– Итак, Миша, что там стряслось на Николаевском вокзале? – последнее, что услышал Орлов. Ответ Жукова поглотила толстая дубовая дверь.
На пирс Василий Михайлович прибыл за несколько минут до швартовки судна. Пассажиров было немного. Среди спускавшихся по трапу был высокий юноша, зыркающий серыми глазами по сторонам.
Мякотин подошел к сыскному агенту, которого заприметил будучи на борту парохода.
– Здравствуйте, господин Орлов, – поздоровался со штабс-капитаном Венедикт и покраснел, словно совершил что-то постыдное.
– Доброе утро! – ответил Василий Михайлович, и на его лице появилась улыбка. – Не утомила дорога?
– Отнюдь, – не сказал, а выдохнул юноша и добавил: – Не так часто мне доводится посещать столицу.
– Ты не против, если мы дойдем до анатомического пешком?
– Нет, – снова тяжело выдохнул Венедикт, без этого понятно, что гимназист имеет стремление отсрочить опознание тела, чтобы, не дай бог, узнать в нем брата.
– Сергей часто бывает в столице? – Орлов с умыслом сказал «бывает», чтобы в юноше жила надежда и не слишком он волновался в театре.
– Да, – после некоторой паузы произнес Венедикт. – Ему дядюшка благоволит и разрешает жить на квартире.
– А тебе?
– Исключительно с маменькой.
– Как часто бывает Сергей в столице?
– Простите, но я не отмечаю даты в календаре, – в голосе гимназиста послышались нотки скрытой обиды то ли на дядю, то ли на брата.
– Венедикт, – штабс-капитан шел, заложив руки за спину, – мной движет не праздное любопытство, а исключительно дела службы.
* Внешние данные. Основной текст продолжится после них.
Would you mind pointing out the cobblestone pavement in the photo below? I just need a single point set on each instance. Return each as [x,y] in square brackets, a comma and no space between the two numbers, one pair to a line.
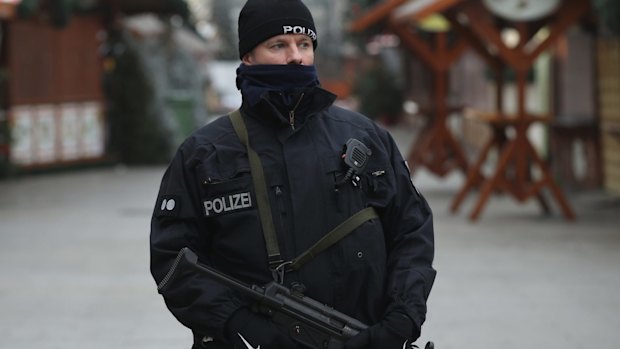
[74,268]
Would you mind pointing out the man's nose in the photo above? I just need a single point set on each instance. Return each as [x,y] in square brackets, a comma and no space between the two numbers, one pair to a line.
[294,55]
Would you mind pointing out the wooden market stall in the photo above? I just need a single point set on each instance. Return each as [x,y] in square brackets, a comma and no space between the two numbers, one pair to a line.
[436,148]
[519,170]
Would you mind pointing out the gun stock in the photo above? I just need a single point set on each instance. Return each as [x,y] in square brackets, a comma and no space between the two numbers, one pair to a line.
[309,322]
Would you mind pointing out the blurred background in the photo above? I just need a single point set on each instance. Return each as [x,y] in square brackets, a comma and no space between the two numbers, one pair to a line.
[508,112]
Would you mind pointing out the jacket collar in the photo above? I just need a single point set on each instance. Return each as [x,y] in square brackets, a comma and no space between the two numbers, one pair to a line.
[272,110]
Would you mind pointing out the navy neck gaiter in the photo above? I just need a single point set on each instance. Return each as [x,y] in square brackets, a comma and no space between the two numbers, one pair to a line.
[255,81]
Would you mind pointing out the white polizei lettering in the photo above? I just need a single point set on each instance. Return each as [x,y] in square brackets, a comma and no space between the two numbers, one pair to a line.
[297,29]
[228,203]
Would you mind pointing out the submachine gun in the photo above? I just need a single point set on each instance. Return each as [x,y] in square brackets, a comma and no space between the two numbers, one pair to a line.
[312,324]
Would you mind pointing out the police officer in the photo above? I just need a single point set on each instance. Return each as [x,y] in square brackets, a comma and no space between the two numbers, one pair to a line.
[380,273]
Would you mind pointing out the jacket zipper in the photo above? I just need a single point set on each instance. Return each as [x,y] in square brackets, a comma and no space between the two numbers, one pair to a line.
[291,114]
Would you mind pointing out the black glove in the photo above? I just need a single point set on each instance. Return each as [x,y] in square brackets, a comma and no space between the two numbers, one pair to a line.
[391,333]
[255,329]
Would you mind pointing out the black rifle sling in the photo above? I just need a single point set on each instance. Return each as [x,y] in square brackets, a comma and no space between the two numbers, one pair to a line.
[260,186]
[334,235]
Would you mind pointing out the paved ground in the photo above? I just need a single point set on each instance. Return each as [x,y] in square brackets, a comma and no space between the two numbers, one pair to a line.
[74,268]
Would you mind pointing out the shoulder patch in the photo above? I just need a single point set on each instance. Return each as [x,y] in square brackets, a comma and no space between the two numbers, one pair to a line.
[168,205]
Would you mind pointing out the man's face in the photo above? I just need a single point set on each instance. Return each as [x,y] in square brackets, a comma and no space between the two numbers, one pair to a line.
[282,49]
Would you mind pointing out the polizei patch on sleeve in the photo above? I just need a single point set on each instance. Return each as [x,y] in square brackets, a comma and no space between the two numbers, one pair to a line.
[227,203]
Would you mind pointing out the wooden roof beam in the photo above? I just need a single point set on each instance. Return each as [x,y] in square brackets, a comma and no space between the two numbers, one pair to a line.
[378,13]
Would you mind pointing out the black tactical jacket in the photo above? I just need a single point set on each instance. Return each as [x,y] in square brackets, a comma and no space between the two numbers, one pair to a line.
[206,202]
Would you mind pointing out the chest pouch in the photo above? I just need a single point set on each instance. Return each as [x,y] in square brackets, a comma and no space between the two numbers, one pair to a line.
[358,155]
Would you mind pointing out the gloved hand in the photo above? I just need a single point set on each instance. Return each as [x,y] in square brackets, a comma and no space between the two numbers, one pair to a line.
[255,329]
[390,333]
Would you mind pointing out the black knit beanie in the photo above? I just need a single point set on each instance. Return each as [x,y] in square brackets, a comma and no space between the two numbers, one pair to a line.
[260,20]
Мне приходится много чего выслушивать, прежде чем в просеянном найти ту крупицу, что поможет в нахождении преступника или его изобличении.
– Я понимаю, – Венедикт шел, не отрывая взгляда от мостовой, словно в самом деле напроказничал и сейчас стыдится своих поступков. – Сергей ведет себя очень тихо в присутствии маменьки и особливо дяди.
– Дяди?
– Дяди, – с обидой в голосе подтвердил гимназист, и Орлову показалось, что Мякотин процедил сквозь зубы. – А нас он и видеть не хотел.
– Когда ты видел Сергея в последний раз?
– Перед его самым отъездом в столицу.
– Он что-нибудь говорил?
– Нет, как всегда, с улыбкой и шутками, – Венедикт цедил слова сквозь зубы, словно муку сквозь сито, было видно, что брата не чествовал.
– Не страшно увидеть брата… мертвым? – не сдержался штабс-капитан.
Венедикт втянул голову в плечи, и было видно, что ему некуда деть мешавшие при ходьбе руки.
– Нет, – едва слышно произнес Венедикт. – У каждого из нас своя судьба.
– Рановато ты о судьбе-то, – Орлов улыбнулся уголками губ.
– Господь дал, Господь взял, – гимназист не поднимал головы. – Все мы смертны, кто раньше, кто позже, все там будем.
Интересно было слышать от столь юного создания такие рассуждения, не иначе Венедикт прожил жизнь и теперь на склоне лет готов был поделиться мыслями.
До анатомического театра шли больше не произнеся ни слова. Штабс-капитан украдкой поглядывал на гимназиста, отмечая серьезное лицо юноши и неприсущую в таком возрасте глубокую морщинку над переносицей.
В анатомическом театре, расположенном в Императорском Университете, Венедикт вел себя спокойно, никакого волнения. Складывалось впечатление, что перед ним на металлическом столе лежит не тело погибшего человека, а кукла в полный рост, хотя и без головы.
Перед самым опознанием Мякотин указал, что на икре левой ноги Сергея рваный шрам, оставшийся от детской шалости, когда они полезли в недостроенный дом и там брат наткнулся на толстый гвоздь и с испугу дернул ногой так, что разорвал не только кожу, но и мышцу. Довольно долго лечился, но, слава богу, все обошлось. При этих словах взглянул Венедикт на тело и только в эту минуту перекрестился, но во взгляде не мелькнуло ни капельки сочувствия к безвременной кончине брата. Только перед самым выходом из анатомической залы тяжело вздохнул, бросил какой-то непонятный для Орлова взгляд, в котором невозможно было прочитать ни единого чувства, владевшего гимназистом.